Paul Kevin Curtis
Paul Kevin Curtis of Corinth, Miss., dressed as an Elvis impersonator in 1999. He was cleared April 23, 2013, of sending ricin-poisoned letters to officials. Reuters

Authorities dropped charges Tuesday against Paul Kevin Curtis, the Mississippi man accused of sending poisoned letters to the White House, a U.S. senator and a Mississippi judge, as attention turned to another man in connection with the poison attacks.

U.S. Magistrate Judge Allan Alexander ordered the charges dropped because “the ongoing investigation has revealed new information.” But the charges were dropped without prejudice, meaning they could be lodged again in the future.

Curtis, 45, of Corinth, Miss., was released on at midday, Jeff Woodfin, chief deputy of the U.S. Marshals Service for the Northern District of Mississippi, told the Washington Post.

Curtis’s release came a day after an FBI agent told a court a search of his home turned up no ricin, nor did investigators find any evidence that he was making it. No other physical evidence tying Curtis to the ricin mailings was presented in two days of federal court hearings, and a third day of hearings was canceled Tuesday morning without explanation, the AP reported.

Curtis appeared at a news conference early Tuesday evening outside the federal courthouse in Oxford with his attorney, Christi McCoy, who has strongly asserted Curtis’s innocence.

"I respect President Obama. I love my country and would never do anything to pose a threat to him or any other U.S. official,'' Curtis said. "This past week has been a nightmare for myself and my family. My mother has suffered as well as my children.''

McCoy said “it took a lot of planning, determination and patience” to carry out the ricin attacks.

“That is so not Kevin, to spend hours focused on making ricin,” she said.

Meanwhile, authorities searched the Tupelo home of J. Everett Dutschke, a disgraced former politician.

Dutschke, 41, is currently the subject of a child molestation investigation by the Tupelo Police Department and the Lee County Sheriff’s Department, reports the Jackson Clarion-Ledger. He adamantly claims that he has nothing to do with the ricin letters.

In a phone interview with the paper, Dustchke said he feels targeted by Curtis’ defense, and that he didn’t know why his name was brought into it.

“I guess Kevin got desperate. I feel like he’s getting away with the perfect crime,” he said.

He said his implication is a defense trick to establish reasonable doubt.

“I don’t know anything about this. Where are the allegations coming from? Who made the allegations? The defense attorney for the accused,” he said.

Dutschke said McCoy’s bringing his name into the case has caused his family a lot of problems.

“It has made my family incredibly unsafe. It has put a target on us, and it was reckless and irresponsible,” he said. “The phone has been ringing off the hook, with calls and hang-ups and all sorts of horrible things.”

Curtis was arrested last Wednesday at his home and charged with sending letters containing ricin to Obama, Sen.

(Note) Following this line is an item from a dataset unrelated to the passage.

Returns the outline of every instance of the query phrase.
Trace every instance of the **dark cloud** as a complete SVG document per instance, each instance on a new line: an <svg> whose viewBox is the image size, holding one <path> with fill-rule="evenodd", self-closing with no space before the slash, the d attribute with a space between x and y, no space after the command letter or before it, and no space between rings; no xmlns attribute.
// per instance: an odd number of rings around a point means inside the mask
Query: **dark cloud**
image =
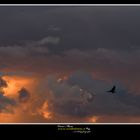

Roger Wicker, R-Miss., and a county judge in Mississippi. The first letter, to Wicker, was discovered April 15.

According to an FBI affidavit supporting the charges, Curtis allegedly mailed three identical letters on yellow paper laced with a poison believed to be ricin. The letters alluded to a long-held conspiracy theory about the trafficking in human body parts that Curtis had sought to expose.